The SNP’s executive committee have decided to use all-women lists to choose candidates in areas where the current SNP MSP is standing down.

These include Aberdeen Donside, Argyll and Bute, Banffshire and Buchan Coast, Caithness, Sutherland and Ross, Clydesdale, Falkirk East, Stirling, plus Uddingston and Bellshill.

It also includes Renfrewshire North and West, which is currently held by shamed former finance secretary Derek Mackay, who resigned his cabinet post after it emerged that he had sent hundreds of secret messages to a 16-year-old boy.

The women-only rule there means Mackay cannot ask party members to choose him to contest the upcoming election.

It’s understood that the party’s ruling National Executive Committee may also add female hopefuls, plus others with disabilities from minority ethnic communities, to broaden the field in other areas.

The change also ensures that, should the SNP win in Aberdeen Donside, no man will succeed disgraced Mark McDonald there. The former children’s minister has sat as an independent since losing the party whip over inappropriate conduct.

McDonald quit the cabinet in November 2017 after he admitted causing a woman “considerable distress” and, announcing in March that he will not seek re-election, said he would have to “live forever with consequences of those mistakes and the upset they caused”.

Meanwhile, the party’s vacancy in Argyll and Bute comes as Government Business and Constitutional Relations Michael Russell steps down – a move which triggered a petition to urge him to reconsider.

Former Transport Minister Stewart Stevenson is retiring in Banffshire and Buchan, while Gail Ross vacates her role in Caithness, Cutherland and Ross to benefit her family.
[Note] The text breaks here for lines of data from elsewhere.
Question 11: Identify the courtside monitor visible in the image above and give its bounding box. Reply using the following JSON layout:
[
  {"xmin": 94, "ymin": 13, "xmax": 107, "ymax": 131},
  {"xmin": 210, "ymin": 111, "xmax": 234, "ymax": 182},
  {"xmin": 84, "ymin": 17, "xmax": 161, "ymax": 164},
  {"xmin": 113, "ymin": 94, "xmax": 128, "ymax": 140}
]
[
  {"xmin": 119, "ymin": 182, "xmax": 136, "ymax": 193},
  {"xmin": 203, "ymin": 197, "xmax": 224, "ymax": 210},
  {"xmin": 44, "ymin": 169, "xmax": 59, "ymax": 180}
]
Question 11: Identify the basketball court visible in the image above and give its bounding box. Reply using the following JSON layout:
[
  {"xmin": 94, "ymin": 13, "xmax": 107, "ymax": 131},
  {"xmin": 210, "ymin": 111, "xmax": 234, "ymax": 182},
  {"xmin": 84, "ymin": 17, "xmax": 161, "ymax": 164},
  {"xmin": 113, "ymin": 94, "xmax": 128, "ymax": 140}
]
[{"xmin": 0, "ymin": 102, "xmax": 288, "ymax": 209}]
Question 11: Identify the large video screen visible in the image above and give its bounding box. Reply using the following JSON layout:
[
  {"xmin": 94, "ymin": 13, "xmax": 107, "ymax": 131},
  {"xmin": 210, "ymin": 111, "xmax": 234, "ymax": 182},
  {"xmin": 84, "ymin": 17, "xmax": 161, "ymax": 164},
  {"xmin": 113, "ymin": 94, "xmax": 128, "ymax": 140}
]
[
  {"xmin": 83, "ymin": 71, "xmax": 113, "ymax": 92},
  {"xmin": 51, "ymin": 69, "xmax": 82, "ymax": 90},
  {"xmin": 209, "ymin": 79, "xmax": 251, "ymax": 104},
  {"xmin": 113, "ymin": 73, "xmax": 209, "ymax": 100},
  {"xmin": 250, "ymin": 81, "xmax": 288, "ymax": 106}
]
Breaking that news, she said the “demands of travelling to Edinburgh” were a factor and commented that video meetings and remote voting should be considered “if we are to encourage into politics more young people with families who live far away” from the capital.

Aileen Campbell, Communities Secretary and Clydesdale MSP, made a similar announcement after Ross, saying she needed a “better work-life balance”.

Meanwhile, Angus MacDonald will depart Falkirk East, and ex-Government Strategy Secretary and Stirling MSP Bruce Crawford is also stepping down.

Richard Lyle’s retirement leaves the vacancy in Uddingston and Bellshill.